A patchwork of blood-red welts and purple bruises cover Ramy Essam’s back, from his neck down to his thighs. His scars are evidence, he said, that violent groups linked to ousted Egyptian President Hosni Mubarak’s regime are trying to subvert the revolution.
“There are still some people from the corrupt old regime trying to crush the revolution,” Essam said, lying face down on his bed, where he has spent days waiting for his wounds to heal. “With God’s will, the revolution will continue.”
The 23-year-old student and musician said thugs attacked him and hundreds of others at a peaceful sit-in at Tahrir Square on March 9. Egyptian soldiers were on guard but they didn’t come to his rescue. Instead, Essam said, they detained him and scores of others and hauled him to the nearby Egyptian museum where uniformed soldiers tortured him for four hours and cut off his shoulder-length hair.
“It was pain I never imagined I would feel in my life,” Essam said.
“They took off my clothes. They used sticks, metal rods, wires, whips.” He received electric shocks, he said.
“There was a soldier who would jump in the air and land on my face with his legs.”

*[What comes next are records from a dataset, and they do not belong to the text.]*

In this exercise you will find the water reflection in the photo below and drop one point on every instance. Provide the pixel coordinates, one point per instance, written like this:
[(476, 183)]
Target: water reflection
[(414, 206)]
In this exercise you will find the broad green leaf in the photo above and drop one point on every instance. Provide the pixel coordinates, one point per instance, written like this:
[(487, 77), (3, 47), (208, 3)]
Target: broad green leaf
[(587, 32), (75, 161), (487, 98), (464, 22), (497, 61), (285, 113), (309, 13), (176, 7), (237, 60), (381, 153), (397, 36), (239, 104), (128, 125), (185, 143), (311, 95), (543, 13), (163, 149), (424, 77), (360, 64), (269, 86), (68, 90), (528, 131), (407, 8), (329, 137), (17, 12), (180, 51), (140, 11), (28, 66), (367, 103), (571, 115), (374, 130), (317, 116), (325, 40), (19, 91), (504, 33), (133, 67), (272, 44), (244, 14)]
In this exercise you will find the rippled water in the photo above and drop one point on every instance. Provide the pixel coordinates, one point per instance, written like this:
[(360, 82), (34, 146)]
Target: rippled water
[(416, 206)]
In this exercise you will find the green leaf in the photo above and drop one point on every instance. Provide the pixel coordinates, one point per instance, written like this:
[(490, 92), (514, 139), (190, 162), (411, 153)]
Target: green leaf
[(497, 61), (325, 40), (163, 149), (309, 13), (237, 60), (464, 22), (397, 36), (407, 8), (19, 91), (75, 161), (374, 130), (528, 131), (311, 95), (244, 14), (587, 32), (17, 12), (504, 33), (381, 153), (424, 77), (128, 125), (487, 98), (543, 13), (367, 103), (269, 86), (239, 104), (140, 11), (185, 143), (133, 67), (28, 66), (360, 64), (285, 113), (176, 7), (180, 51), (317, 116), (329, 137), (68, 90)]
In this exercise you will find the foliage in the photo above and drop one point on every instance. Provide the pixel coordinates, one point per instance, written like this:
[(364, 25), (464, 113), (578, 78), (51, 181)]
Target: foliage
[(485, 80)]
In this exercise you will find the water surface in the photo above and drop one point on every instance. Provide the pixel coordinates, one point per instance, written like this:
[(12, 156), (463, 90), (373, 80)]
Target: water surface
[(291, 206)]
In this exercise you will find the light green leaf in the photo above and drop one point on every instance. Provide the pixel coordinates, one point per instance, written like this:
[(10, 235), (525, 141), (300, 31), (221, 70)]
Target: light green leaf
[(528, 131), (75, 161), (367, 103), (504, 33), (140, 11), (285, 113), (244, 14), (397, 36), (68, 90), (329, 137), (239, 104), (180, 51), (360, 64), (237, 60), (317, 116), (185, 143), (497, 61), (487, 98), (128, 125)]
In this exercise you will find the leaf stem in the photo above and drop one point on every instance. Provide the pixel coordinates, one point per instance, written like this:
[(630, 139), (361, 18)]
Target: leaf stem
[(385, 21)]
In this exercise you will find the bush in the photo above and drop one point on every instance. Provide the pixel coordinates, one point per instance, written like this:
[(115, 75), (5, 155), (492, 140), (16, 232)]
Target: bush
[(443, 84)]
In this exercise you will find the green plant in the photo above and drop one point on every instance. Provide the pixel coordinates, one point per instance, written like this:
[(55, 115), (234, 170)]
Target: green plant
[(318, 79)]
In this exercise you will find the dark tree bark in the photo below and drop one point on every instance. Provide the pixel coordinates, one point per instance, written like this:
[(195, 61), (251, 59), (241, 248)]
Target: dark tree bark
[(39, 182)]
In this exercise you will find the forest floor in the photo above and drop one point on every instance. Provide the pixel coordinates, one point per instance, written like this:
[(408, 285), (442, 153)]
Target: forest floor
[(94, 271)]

Essam is convinced he and others were marked men and women at Tahrir Square that day. For weeks, Essam had sung and played his guitar for large crowds celebrating the end of the Mubarak regime. Moments before he was detained, several men pointed him out to soldiers, he said.
Essam was released, but human rights groups have said more than 100 innocent activists — all detained on March 9 — are still in custody awaiting military trials without access to lawyers. Their stories are almost identical to those of protesters who claim they did nothing wrong, but were illegally detained and often beaten by thugs and soldiers.